C’est une des peurs récurrentes de la part des publicitaires qui ont envie de mieux représenter la diversité des personnes mais craignent de ne pas pouvoir représenter tout le monde, et de s’en voir critiqué·es parce qu’il manque une personne noire, handicapée ou un couple homosexuel. Cette peur se fonde sur ce qu’on peut assimiler à une croyance limitante (c’est-a-dire une idée qu’on se fait sur soi-même, dont on s’est convaincu et qui nous freine dans nos actions) : si on ne fait pas preuve d’exhaustivité dans la représentation de la diversité, alors on échoue et la critique sera féroce (la fameuse peur du backlash ou retour de bâton).

Or cette croyance passe à mon sens à côté de deux facteurs déterminants :

l’orchestration de la publicité dans une campagne plus large c’est-à-dire le fait qu’une campagne publicitaire compte rarement une seule image ou vidéo mais souvent plusieurs, diffusées sur des canaux différents, qui sont autant d’occurrences possibles pour montrer des personnes différentes (ce que fait Passage du désir avec ces 3 visuels, souvent affichés côte-à-côte dans le métro).

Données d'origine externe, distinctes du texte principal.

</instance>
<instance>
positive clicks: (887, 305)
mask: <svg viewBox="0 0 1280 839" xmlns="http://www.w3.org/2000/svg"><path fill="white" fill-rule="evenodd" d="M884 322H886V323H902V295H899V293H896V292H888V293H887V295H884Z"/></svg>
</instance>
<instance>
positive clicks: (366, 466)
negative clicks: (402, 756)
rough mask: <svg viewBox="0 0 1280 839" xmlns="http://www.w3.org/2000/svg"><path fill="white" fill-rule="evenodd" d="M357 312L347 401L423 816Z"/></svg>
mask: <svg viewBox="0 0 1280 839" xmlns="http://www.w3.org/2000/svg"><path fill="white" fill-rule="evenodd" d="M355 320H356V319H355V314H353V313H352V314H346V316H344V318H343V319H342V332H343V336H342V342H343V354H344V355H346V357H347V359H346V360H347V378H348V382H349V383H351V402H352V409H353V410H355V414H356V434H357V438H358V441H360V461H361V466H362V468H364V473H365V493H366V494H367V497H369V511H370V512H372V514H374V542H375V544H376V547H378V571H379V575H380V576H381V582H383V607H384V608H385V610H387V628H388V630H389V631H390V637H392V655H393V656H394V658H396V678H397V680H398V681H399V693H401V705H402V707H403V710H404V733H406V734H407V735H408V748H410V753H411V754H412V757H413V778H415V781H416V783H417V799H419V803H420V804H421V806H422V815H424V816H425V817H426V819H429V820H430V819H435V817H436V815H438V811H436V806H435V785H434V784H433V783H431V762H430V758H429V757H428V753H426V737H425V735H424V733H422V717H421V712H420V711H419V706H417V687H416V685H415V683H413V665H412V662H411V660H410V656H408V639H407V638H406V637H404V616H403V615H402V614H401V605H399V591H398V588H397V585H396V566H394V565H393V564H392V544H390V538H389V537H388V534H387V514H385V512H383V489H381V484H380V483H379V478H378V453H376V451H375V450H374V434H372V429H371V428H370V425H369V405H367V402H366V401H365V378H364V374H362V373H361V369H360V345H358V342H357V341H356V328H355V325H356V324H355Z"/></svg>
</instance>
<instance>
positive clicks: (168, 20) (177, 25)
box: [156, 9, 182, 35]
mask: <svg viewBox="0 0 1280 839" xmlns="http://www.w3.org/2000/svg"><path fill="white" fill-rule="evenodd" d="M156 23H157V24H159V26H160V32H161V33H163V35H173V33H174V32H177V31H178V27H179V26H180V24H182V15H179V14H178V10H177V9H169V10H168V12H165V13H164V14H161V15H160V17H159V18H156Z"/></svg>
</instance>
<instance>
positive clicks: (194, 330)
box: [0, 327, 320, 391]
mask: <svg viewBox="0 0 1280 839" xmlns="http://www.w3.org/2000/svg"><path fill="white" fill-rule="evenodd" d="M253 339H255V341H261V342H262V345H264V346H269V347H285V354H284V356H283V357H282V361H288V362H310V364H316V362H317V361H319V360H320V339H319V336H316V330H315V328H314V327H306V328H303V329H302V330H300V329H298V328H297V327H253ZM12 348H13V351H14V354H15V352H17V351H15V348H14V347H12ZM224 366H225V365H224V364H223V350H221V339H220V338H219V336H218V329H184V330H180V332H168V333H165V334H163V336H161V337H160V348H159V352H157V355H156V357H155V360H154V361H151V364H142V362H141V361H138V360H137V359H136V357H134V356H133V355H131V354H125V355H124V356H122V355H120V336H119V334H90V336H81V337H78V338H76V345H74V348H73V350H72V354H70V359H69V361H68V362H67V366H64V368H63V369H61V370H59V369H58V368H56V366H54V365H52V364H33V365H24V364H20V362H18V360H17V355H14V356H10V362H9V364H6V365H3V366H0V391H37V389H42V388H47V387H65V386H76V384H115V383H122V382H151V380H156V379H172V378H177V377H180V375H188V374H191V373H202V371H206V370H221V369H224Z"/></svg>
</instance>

la construction des valeurs de la marque sur un temps long, au-delà de la publicité : assumer qu’une campagne n’est pas exhaustive est d’autant plus facile qu’en tant que marque on se sent solide – et je ne dis pas irréprochable, simplement solide – et authentique dans ses engagements, que ce soit dans la publicité mais aussi dans la diversité des équipes, les prises de paroles institutionnelles ou encore les modes de recrutement.

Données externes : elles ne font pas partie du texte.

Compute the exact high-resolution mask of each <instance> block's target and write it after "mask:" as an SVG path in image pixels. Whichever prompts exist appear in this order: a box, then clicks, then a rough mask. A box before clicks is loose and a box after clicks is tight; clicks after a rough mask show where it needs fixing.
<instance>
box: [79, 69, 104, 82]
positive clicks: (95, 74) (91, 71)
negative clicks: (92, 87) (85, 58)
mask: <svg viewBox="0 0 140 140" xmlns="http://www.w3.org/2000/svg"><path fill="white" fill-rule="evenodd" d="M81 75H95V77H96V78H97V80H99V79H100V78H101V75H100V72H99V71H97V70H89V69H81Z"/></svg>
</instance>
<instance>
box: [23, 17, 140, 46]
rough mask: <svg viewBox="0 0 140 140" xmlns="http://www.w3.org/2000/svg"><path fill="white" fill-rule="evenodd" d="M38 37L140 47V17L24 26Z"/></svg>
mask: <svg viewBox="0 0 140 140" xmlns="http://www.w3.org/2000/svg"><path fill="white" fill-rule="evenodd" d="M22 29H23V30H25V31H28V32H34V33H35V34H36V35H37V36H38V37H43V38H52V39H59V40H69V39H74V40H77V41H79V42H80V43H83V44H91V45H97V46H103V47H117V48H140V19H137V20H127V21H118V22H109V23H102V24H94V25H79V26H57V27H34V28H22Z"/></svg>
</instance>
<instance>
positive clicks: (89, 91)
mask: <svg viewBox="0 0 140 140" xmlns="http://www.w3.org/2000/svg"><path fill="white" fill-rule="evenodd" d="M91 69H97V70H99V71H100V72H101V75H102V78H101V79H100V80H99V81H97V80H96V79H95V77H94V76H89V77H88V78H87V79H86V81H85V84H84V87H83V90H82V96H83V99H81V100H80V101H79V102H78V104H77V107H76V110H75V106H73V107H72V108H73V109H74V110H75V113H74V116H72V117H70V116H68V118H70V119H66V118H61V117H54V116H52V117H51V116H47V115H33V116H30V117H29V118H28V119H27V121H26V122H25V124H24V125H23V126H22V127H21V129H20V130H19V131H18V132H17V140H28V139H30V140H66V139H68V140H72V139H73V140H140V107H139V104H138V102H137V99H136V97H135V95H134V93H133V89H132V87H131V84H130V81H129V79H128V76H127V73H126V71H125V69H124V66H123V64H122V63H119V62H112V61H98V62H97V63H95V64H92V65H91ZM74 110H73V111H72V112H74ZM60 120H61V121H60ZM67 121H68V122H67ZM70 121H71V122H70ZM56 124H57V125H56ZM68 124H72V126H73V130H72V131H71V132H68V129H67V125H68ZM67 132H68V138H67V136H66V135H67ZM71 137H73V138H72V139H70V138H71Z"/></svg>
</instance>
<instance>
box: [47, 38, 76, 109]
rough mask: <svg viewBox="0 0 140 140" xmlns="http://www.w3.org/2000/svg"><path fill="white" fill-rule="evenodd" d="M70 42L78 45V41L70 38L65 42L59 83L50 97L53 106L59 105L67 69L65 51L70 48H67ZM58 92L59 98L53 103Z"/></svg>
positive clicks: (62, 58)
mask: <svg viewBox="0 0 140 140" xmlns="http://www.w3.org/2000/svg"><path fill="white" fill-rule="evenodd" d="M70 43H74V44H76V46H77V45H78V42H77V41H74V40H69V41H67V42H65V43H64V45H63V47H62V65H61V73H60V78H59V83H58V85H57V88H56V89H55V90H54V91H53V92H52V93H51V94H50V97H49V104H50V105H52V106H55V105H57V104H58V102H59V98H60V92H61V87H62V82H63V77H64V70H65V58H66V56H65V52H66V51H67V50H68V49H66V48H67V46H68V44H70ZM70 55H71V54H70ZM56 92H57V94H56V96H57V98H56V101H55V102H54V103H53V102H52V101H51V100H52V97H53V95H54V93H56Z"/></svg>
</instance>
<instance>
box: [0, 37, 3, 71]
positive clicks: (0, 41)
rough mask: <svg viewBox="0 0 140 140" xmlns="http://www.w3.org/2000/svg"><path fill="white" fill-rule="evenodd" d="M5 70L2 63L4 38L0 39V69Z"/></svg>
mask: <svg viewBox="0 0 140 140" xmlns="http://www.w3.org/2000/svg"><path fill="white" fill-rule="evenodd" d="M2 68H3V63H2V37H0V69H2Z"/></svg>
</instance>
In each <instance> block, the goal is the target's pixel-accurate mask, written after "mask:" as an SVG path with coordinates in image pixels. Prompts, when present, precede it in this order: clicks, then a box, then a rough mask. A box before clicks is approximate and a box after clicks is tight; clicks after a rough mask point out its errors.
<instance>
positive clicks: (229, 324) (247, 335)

En d’autres termes, ne pas être exhaustif dans une campagne n’empêche pas d’être dans une démarche authentique d’inclusion en tant que marque. Et c’est sur le temps longs et plusieurs campagnes consécutives qu’il faut juger de la diversité des personnes mises en avant.

Du love au care marketing

Si pendant longtemps, le marketing n’a juré que par le Graal de devenir une love brand (une marque qui veut être aimée inconditionnellement, dont la cible est plutôt constituée de fans que de client·es ), les besoins exprimés par les internautes nous indiquent qu’on recherche de plus en plus des care brands, c’est-à-dire des marques qui font attention à nous et qui nous sommes pour prendre soin de nous. C’est très observable dans le domaine de la beauté, lui aussi très intime.
En tant que consommatrice, je préfère de loin la promesse du soin à celle de l’amour venant d’une marque, car je la trouve plus alignée avec le rapport fondamentalement marchand que nous entretenons et qu’elle rentre en résonance avec la thématique du care exploré par les mouvements féministes depuis plusieurs années. Pour moi, une marque qui utilise un langage inclusif est d’une certaine façon dans le soin, car l’attention qu’elle témoigne à la question du genre des mots de sa communication contribue à réparer ce que l’usage permanent du masculin dit générique renforce : l’invisibilisation des femmes. Et si les marques peuvent contribuer à ce travail de réparation entamé par les féministes, même si les intentions ne sont pas nécessairement politiques, je prends, car j’y vois un progrès. Et j’ai envie de prendre comme des marques d’amour ce marketing des marques de l’amour.